# Pot full of greatness



## Djthomp28 (Apr 30, 2020)

I just had to share this ridiculous compot. I think they are ready to come out. Don't you??

These were deflasked in June 2019. The cross is Wilbur Chang x Mystic Isle courtesy of Happypaphy.


----------



## Ray (Apr 30, 2020)

Wow! I don't know if I'd split it up or keep it as a colony in a bigger pot!


----------



## abax (Apr 30, 2020)

I wonder if you could just drop these not-so-younguns'
in a tray to see what happens. A colony sounds nice.


----------



## Ozpaph (May 1, 2020)

individual pots as the 'spring is sprung'.


----------



## Djthomp28 (May 1, 2020)

I will unpot and see what things are looking like in the pot. If they come apart easily, individual pots will be next. But if the roots are still a tangled mess, I will leave as is for a while longer. 

I used to separate paphs when I deflasked, but I am seeing faster growth with potting as a clump. I don't want them to lose momentum because I took apart too early now.


----------



## NYEric (May 29, 2020)

Nice. Good luck.


----------



## Guldal (May 30, 2020)

Djthomp28 said:


> I used to separate paphs when I deflasked, but I am seeing faster growth with potting as a clump. I don't want them to lose momentum because I took apart too early now.



Thank you for sharing this interesting piece of information! Kind regards, Jens


----------



## Happypaphy7 (Jun 1, 2020)

Hi, I see this post now for the first time. Sorry I'm late to the party! 
Congrats on growing them so well. I think you are right on your plans.
Separate them out if there are enough roots and the entanglement isn't too bad. If left alone as a pack, smaller seedlings will get further weaken from being shaded and getting bitten out in the competition. 

By the way, I'll have to share a bad news. Looking at those seedlings now, they are not what the tag says.
They are Norito Hasegawa x fairrieanum. There must have been some mistakes at the lab. One of my Wilbur Chang x Mystic Isle have also turned out to be NH x fairrieanum. The leaves are very much telling and I can tell you this with 100% assurance. 
Sorry about this but when the seedlings were tiny, I couldn't tell them apart and also I had total trust in what the lab label said. 

Hopefully some of those will turn out to be a nice version of Jade Dragon or Golden Diamond.
My seedlnigs have been growing along very nicely too. Good batches!


----------



## Djthomp28 (Jun 4, 2020)

Hi Happy. Thanks for letting me know. That would be very confusing once the bloom.

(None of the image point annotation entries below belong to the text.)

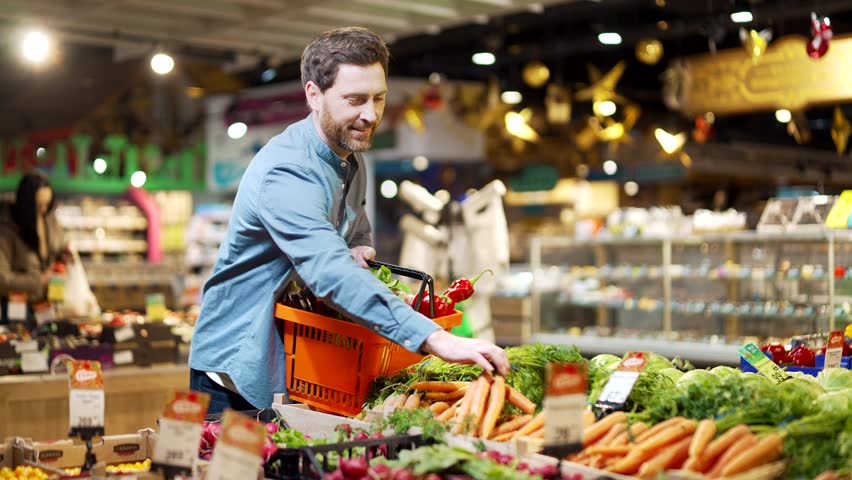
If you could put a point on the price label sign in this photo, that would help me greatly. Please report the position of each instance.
(834, 349)
(239, 450)
(17, 306)
(56, 289)
(155, 307)
(180, 429)
(621, 382)
(564, 403)
(762, 363)
(86, 397)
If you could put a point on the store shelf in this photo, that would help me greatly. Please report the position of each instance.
(696, 352)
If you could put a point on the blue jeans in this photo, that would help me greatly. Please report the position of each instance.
(220, 397)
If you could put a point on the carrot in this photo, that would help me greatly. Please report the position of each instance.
(745, 442)
(438, 408)
(477, 408)
(599, 428)
(669, 435)
(720, 445)
(656, 428)
(533, 425)
(512, 425)
(768, 449)
(703, 435)
(518, 399)
(447, 396)
(496, 402)
(413, 401)
(445, 387)
(668, 457)
(634, 431)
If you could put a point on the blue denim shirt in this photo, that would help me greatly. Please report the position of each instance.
(287, 221)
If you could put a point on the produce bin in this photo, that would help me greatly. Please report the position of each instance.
(330, 363)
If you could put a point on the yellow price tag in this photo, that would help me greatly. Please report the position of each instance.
(838, 216)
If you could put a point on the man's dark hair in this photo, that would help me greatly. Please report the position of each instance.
(24, 210)
(352, 45)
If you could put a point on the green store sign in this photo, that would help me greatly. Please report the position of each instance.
(69, 162)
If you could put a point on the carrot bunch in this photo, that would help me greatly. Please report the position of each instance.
(474, 408)
(636, 449)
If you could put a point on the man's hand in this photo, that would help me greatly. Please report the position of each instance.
(362, 254)
(452, 348)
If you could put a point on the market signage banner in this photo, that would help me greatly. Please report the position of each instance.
(731, 82)
(68, 158)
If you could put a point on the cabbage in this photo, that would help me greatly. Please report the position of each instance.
(722, 371)
(833, 379)
(672, 373)
(604, 360)
(701, 378)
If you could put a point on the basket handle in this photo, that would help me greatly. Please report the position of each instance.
(425, 280)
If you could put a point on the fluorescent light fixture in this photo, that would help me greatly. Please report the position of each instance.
(605, 108)
(162, 63)
(237, 130)
(511, 97)
(783, 115)
(389, 189)
(609, 38)
(484, 58)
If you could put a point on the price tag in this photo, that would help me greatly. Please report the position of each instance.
(762, 363)
(180, 429)
(122, 357)
(44, 313)
(238, 451)
(86, 397)
(17, 306)
(564, 403)
(834, 349)
(621, 382)
(124, 334)
(155, 307)
(56, 289)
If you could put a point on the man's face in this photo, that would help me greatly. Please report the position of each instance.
(351, 109)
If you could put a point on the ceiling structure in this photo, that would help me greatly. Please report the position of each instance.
(106, 42)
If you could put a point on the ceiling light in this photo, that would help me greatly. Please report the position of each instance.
(511, 97)
(237, 130)
(162, 63)
(35, 46)
(605, 108)
(741, 12)
(99, 165)
(389, 189)
(420, 163)
(484, 58)
(138, 178)
(783, 115)
(609, 38)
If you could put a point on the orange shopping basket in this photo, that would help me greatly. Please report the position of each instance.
(331, 363)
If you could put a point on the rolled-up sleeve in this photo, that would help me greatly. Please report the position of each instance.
(293, 208)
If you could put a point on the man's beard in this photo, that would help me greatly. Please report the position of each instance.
(341, 135)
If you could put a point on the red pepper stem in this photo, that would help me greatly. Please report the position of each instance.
(476, 278)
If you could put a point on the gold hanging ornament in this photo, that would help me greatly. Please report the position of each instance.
(755, 42)
(557, 103)
(535, 74)
(649, 51)
(840, 130)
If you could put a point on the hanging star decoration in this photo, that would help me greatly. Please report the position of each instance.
(822, 33)
(755, 42)
(840, 130)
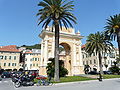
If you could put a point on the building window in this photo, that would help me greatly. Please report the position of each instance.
(10, 57)
(1, 57)
(8, 64)
(83, 56)
(12, 64)
(86, 62)
(30, 65)
(94, 61)
(35, 59)
(4, 64)
(37, 65)
(33, 64)
(14, 57)
(83, 62)
(90, 61)
(5, 57)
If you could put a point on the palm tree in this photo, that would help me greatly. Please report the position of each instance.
(112, 29)
(56, 13)
(99, 44)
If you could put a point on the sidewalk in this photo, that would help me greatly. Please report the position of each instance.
(82, 82)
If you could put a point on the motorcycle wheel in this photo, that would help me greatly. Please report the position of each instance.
(17, 84)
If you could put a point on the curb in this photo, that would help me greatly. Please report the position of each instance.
(89, 81)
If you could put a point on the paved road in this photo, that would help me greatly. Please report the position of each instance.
(113, 84)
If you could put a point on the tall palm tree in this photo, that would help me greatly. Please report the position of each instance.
(112, 29)
(56, 13)
(99, 44)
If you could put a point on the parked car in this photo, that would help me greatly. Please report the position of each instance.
(107, 72)
(93, 73)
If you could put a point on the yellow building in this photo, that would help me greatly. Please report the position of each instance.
(32, 60)
(71, 42)
(9, 57)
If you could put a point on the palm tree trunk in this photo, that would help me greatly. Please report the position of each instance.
(56, 53)
(118, 41)
(100, 66)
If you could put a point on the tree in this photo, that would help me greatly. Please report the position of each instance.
(112, 29)
(51, 68)
(56, 13)
(98, 43)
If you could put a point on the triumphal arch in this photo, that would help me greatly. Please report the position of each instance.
(71, 55)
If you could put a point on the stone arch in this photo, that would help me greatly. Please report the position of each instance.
(71, 41)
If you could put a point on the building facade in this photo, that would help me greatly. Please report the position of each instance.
(9, 57)
(71, 42)
(93, 60)
(32, 59)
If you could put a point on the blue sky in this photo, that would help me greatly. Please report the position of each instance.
(18, 21)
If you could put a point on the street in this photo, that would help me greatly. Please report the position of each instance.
(112, 84)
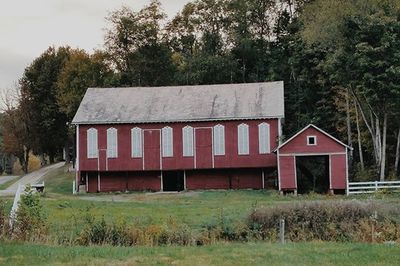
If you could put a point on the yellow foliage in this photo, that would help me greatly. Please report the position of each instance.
(34, 164)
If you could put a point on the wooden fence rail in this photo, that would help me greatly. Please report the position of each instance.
(371, 187)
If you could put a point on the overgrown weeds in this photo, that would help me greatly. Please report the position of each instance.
(31, 221)
(339, 221)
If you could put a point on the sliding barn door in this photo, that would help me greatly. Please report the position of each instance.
(151, 154)
(203, 147)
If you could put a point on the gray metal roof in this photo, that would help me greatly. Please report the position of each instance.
(181, 103)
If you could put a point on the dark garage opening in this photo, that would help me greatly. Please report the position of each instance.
(173, 181)
(312, 174)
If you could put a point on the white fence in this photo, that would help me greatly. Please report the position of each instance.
(371, 187)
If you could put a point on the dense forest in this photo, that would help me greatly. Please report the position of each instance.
(339, 60)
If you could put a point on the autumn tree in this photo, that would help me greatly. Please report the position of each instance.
(134, 41)
(39, 90)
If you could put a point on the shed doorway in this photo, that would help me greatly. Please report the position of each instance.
(173, 181)
(312, 174)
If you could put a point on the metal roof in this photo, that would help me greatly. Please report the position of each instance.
(318, 129)
(181, 103)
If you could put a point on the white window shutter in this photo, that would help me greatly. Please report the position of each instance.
(243, 139)
(219, 140)
(187, 139)
(264, 145)
(112, 143)
(92, 146)
(167, 142)
(136, 142)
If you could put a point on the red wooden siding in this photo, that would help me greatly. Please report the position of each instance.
(231, 159)
(203, 148)
(338, 171)
(151, 154)
(287, 172)
(324, 144)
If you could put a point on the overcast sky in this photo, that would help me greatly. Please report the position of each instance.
(29, 27)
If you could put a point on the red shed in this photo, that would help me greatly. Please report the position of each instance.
(178, 138)
(313, 144)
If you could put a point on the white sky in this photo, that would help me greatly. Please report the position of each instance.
(29, 27)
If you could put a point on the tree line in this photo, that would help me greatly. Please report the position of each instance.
(339, 60)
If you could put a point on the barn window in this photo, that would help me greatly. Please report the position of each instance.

I am a little disappoint that these are not Wilbur Chang x Mystic Isle. But the potential for a large puffy yellow is exciting. 

Have you already bloomed ones from this set of flasks?


----------



## Happypaphy7 (Jun 5, 2020)

Djthomp28 said:


> Hi Happy. Thanks for letting me know. That would be very confusing once the bloom. I am a little disappoint that these are not Wilbur Chang x Mystic Isle. But the potential for a large puffy yellow is exciting.
> 
> Have you already bloomed ones from this set of flasks?



No, mines are about the same size as your seedlings. They have been surprisingly vigorous against my predictions. I still expect at least about two years before the largest seedlings come into bloom. That's only three four years out of flask. Hopefully there will be some pretty decent flowers. Fingers crossed!!


----------



## Djthomp28 (Jun 6, 2020)

Keep me/us posted. I was not sure if you had older ones. 

These are my most vigorous paph seedlings Their progress has been really impressive. Now these are mostly in individual pots. Thankfully the root growth matched the leaf growth, and they separated easily. Crossing my fingers also.


----------